Sitting in a hostel in Miraflores, Lima, with a shower, kitchen, and city life around me, it”s easy to forget the wonders of the jungle. No more cans of Deet, no more satisfying the need to itch, and no more bathing in the river. No matter whether you consider the former or the latter as perks of life, I”m sure my fellow CU Peru members can agree we lose something important when we step out of the jungle. I for one miss the unmatched hospitality of the people – we were constantly invited into people´s homes to break bread with them, enjoy some delicious coffee, or just to chat about differences between our hometowns and theirs. It´s magical to have a whole classroom of young children come to us just to sing the songs they recently learned in school. But what I will miss most is every community´s burning desire to improve, build, mobilize, and live symbiotically with one another and their land.
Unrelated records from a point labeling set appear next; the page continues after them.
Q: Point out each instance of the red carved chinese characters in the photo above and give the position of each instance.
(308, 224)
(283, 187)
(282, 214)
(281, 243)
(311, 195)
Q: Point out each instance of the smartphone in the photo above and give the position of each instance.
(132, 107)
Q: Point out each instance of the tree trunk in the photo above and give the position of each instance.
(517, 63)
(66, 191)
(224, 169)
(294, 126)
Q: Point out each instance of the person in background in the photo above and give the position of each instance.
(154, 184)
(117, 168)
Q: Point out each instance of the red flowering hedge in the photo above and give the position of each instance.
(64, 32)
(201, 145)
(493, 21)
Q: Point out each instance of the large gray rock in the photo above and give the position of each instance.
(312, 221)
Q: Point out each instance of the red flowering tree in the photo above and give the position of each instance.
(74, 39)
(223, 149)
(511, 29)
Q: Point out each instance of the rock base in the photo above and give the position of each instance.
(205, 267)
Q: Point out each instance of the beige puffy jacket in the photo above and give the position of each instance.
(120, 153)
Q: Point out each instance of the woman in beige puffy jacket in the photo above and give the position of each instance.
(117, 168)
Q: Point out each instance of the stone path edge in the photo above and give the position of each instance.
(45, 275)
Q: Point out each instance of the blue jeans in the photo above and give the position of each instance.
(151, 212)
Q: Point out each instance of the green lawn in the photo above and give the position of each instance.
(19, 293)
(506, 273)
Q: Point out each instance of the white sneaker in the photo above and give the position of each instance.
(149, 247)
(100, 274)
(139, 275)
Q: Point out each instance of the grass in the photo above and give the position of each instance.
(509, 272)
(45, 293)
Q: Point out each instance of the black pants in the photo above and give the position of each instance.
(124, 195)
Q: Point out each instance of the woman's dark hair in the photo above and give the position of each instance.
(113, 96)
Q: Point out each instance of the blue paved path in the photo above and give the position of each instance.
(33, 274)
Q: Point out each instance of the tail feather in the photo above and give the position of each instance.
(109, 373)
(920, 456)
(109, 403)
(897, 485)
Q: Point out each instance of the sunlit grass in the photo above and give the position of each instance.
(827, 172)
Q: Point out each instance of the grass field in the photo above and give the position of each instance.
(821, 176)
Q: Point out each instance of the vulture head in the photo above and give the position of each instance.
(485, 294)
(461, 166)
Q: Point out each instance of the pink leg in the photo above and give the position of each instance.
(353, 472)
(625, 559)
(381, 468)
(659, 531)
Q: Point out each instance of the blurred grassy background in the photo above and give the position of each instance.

Although we have returned to “normal” life, our friends in the Napo River communities continue to live with the day-to-day struggle of inadequate health care. But, this is not a problem that is unique to the Loreto region of Peru, rather it´s a problem we face in our own backyards, then why should they receive special attention? I discovered the answer to this question while visiting Centro Unido, a community along the Napo River of around 70 people. Centro Unido has a treated water source (thanks to the NGO CONAPAC), a central square with two soccer fields, and a schoolhouse. There are two health promoters and the community residents are only a 15 minute walk away from a health post. On the surface the community is quite advanced in comparison to some others. However, peeling away the layers, we found more than meets the eye. During our visit, one of the promoters was away for 4 days on a work trip (a normal occurrence since the promoters are only volunteers and must work to provide for their family) The other promoter had difficulty taking a pulse, not because he didn”t understand the technique, but because he couldn”t read the small numbers on the digital watch we provided him during the training. Although the residents are just a walk away from the health post, many had resorted to using best online casino plant medicine when the medicine they received in the health post did not treat their children”s illness sufficiently. This could be due to the fact that the community and the health post are about 6 hours by boat away from the health clinic in Mazan. Such isolation leaves the tecnico to treat illnesses better suited for the clinic, and the residents to travel to the clinic only under grave circumstances. Just imagine if your pharmacy around the corner was out of Tylenol (often occurs in the health posts) and you had to drive 6 hours, or even one hour! I know this would cause me to second guess whether I was really sick enough.
For these reasons and so many more that we have yet to uncover, the communities of the Napo River are starving for improved health care. This change must begin with the local health promoter. A man or woman that is knowledgable, respected, and available. Only such a person can decide whether a child is really sick and needs to travel to the health post and then convince the family that they must take the time to do so as well (often a more difficult task than triaging). Only such a person can petition for a change of the health habits of their community. Without the right training and continued support, these promoters are under utilized, but most importantly the people of their community don”t get what they deserve; adequate health care.